Affective ToM was additionally measured using the Reading the Mind in the Eyes (Revised) (RME-R) (Baron-Cohen et al., Reference Baron-Cohen, Wheelwright, Hill, Raste and Plumb2001). While the RME-R is largely used as a measure of affective ToM, and is used as such here, broadly it is defined as measuring the ability to attribute mental states to others (Baron-Cohen et al., Reference Baron-Cohen, Wheelwright, Hill, Raste and Plumb2001). Participants were presented with 37 images of an actor’s eyes and were required to select the best of four words that described the displayed affective state. Higher scores (0–37) represent better affective ToM.
Emotional empathy
Emotional empathy was measured using a subset of the Empathy Quotient (Baron-Cohen & Wheelwright, Reference Baron-Cohen and Wheelwright2004), with 12 items identified as appropriate for measuring purely emotional empathy. Responses were measured on a four-point Likert scale ranging from “Strongly Agree” to “Strongly Disagree”. Half the questions were reversed coded, with higher scores (0–24) indicating greater emotional empathy.
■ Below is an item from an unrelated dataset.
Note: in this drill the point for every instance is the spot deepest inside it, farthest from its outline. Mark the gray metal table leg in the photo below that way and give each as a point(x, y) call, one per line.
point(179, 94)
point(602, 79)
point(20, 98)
Non-social cognitive functioning
General cognitive functioning was measured using Addenbrooke’s Cognitive Examination – III (ACE-III) (Hsieh et al., Reference Hsieh, Schubert, Hoon, Mioshi and Hodges2013). ACE-III is a brief cognitive screening tool which assesses the five cognitive abilities of attention, memory, verbal fluency, language, and visuospatial abilities. The ACE-III is widely used to screen for dementia, with clinical cut-off scores representing mild cognitive impairment (score of ≤ 88) or dementia (score of ≤ 82). Scores from each of the five subscales were summed together to create a total score ranging from 0-100, with higher scores representing better cognitive functioning. When assessed over Zoom, the remote administration guidelines for ACE-III were followed. Remote administration departed from normal administration with respect to the following: (1) visual stimuli were displayed using screen-sharing, (2) participants were asked to hold up all written and drawn materials so that screenshots could be taken, and (3) participants were asked to move their camera so that their actions to verbal prompts to interact with a pen and paper could be observed.
Social engagement
Social engagement was measured using the Lubben Social Network Scale – 6 (LSNS-6) (Lubben et al., Reference Lubben, Blozik, Gillmann, Iliffe, Von Renteln Kruse, Beck and Stuck2006). LSNS-6 is comprised of six questions assessing the size of active and intimate networks of family and friends. Responses are measured on a six-point Likert scale ranging from 0 = “none” to 5 = “9 or more”. Scores can range between 0 and 30, with higher scores reflecting greater social engagement.
Depression
Depression was measured using the Geriatric Depression Scale (Short Form) (GDS-SF) (Burke et al., Reference Burke, Roccaforte and Wengel1991). The GDS-SF is comprised of 15 items with responses consisting of either “Yes” or “No”. Five of the questions were reverse coded. The final score could range between 0 and 15, with higher scores reflecting greater depression severity. A score greater than five suggests depression.
Hearing
Hearing was measured using the Hearing Handicap Inventory in the Elderly Screening Version (HHIE-S) (Ventry & Weinstein, Reference Ventry and Weinstein1983). The HHIE-S contains 10 questions examining the emotional and social impacts of hearing loss in the elderly. Scores greater than 10 indicate hearing loss.
Statistical approach
Analyses were performed in R version 4.2.2. Correlations between each of the 16 outcome variables were identified using Spearman’s rank correlation coefficient, and the results can be viewed in Supplementary Materials.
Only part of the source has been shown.